One of the great things about this Internet age is how much of the world we can now access for free. One of the awful things about this Internet age is that consequently, we now expect nearly everything to be free -- be it the stories or music of a hardworking artist trying to earn a living from her or his talent or the fruits of an inventor's toil. Copyright and patent holders beware.
Best-selling author Scott Turow, modern master of the legal thriller and president of the Authors Guild, notes in the New York Times that the United States' founders had the foresight to write into the Constitution protections for such work and their subsequent societal and economic benefits. Article 1, Section 8 authorizes Congress "to promote the Progress of Science and useful Arts, by securing for limited Times to Authors and Inventors the exclusive Right to their respective Writings and Discoveries."

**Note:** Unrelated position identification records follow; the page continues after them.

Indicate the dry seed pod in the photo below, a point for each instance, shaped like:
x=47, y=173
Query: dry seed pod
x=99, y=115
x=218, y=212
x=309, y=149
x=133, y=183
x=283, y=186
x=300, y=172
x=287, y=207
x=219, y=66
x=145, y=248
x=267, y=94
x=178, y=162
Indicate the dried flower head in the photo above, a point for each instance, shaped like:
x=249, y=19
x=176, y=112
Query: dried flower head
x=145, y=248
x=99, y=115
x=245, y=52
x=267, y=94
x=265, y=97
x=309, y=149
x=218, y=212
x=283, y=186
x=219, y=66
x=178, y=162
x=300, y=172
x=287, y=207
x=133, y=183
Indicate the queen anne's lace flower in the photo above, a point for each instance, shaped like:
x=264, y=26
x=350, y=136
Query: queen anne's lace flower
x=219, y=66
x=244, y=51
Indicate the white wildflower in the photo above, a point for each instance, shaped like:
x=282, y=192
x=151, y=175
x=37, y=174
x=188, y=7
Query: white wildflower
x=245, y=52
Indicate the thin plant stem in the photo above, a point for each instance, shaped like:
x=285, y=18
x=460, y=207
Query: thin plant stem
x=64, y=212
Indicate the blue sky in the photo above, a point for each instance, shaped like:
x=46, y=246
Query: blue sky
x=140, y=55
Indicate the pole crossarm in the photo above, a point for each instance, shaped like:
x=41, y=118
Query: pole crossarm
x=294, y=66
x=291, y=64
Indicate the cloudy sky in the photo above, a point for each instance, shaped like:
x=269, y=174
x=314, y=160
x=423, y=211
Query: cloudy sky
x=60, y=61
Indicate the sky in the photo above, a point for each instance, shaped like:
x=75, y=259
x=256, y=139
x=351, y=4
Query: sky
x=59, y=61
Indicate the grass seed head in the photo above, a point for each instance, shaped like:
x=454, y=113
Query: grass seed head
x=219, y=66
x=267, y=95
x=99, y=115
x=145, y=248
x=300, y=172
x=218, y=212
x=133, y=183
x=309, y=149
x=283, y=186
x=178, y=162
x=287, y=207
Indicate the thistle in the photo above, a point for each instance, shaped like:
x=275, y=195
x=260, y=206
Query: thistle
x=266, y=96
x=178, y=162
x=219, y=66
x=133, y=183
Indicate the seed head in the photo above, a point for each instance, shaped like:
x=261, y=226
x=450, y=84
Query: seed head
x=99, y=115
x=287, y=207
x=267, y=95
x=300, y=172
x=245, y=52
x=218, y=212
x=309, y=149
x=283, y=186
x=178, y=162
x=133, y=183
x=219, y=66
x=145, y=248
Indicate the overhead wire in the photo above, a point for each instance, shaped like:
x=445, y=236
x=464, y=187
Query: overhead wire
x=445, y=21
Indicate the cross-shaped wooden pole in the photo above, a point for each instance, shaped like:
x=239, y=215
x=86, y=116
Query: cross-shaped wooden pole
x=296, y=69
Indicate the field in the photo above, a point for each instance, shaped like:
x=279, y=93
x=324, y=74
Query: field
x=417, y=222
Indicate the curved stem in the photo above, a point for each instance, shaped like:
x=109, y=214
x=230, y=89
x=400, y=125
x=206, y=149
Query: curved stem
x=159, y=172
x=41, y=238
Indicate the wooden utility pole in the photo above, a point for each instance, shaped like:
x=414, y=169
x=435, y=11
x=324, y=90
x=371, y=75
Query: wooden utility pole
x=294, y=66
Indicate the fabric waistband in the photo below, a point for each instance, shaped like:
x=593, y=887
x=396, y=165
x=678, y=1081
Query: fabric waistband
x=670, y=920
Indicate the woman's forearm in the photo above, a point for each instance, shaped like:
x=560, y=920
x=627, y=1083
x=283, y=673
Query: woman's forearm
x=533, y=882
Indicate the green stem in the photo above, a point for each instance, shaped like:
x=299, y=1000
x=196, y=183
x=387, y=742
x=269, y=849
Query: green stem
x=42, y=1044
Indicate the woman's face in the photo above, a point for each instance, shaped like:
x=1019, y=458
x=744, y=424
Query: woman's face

"The idea," Turow says, "is that a diverse literary culture, created by authors whose livelihoods, and thus independence, can't be threatened, is essential to democracy." One could say the same thing about patented inventions: A thriving culture of invention is built on the incentives that originate in the protected rights of inventors to profit from their ideas and what are often years of expensive research. And this idea is essential to a free economy.
Yet the digitization of written works, recorded music and video for years have made it easier to diminish or erase the value of an artist's work -- all under what Turow describes as "the cri de Coeur that 'information wants to be free.'" Similarly, entities that have an economic interest in devaluing patented technologies they'd rather cheapen or use for free, are working hard to weaken the patent system.
Don Rosenberg, general counsel at Qualcomm and an attorney who's spent decades using the law to nurture growth in technology, draws this alarming parallel:
In "The Slow Death of the American Author," Scott Turow bemoans the disregard of our Constitution's guarantee of rights to authors and the literary culture it encouraged and protected. Unfortunately, if we don't wake up soon we may have to add an elegy for the other constitutional right protected by Article 1 Section 8 clause 8: patents and inventions.
Just as commercial interests have distorted a system that rewarded authors for their original, creative output in order to shift profits to themselves, so too are commercial interests -- call them implementers or exploiters --trying to provoke a steady realignment of our system of rewards for inventors. And in both cases, these commercial interests have formed an unlikely partnership with those who misapply concepts of open standards, freedom of access and collaboration. Like the tragedy of the commons, this will end badly. When those who are inspired by genius and rewarded for creativity can no longer protect what they produce, new inventions will decline and there will be nothing left to exploit or collaborate on. As Qualcomm founder Irwin Jacobs once put it, we shouldn't strengthen this tendency to place short-term gain ahead of long-term innovation and economic growth or "we'll measure the cost by the bells that don't ring, the cures that are not developed and the technologies that aren't invented."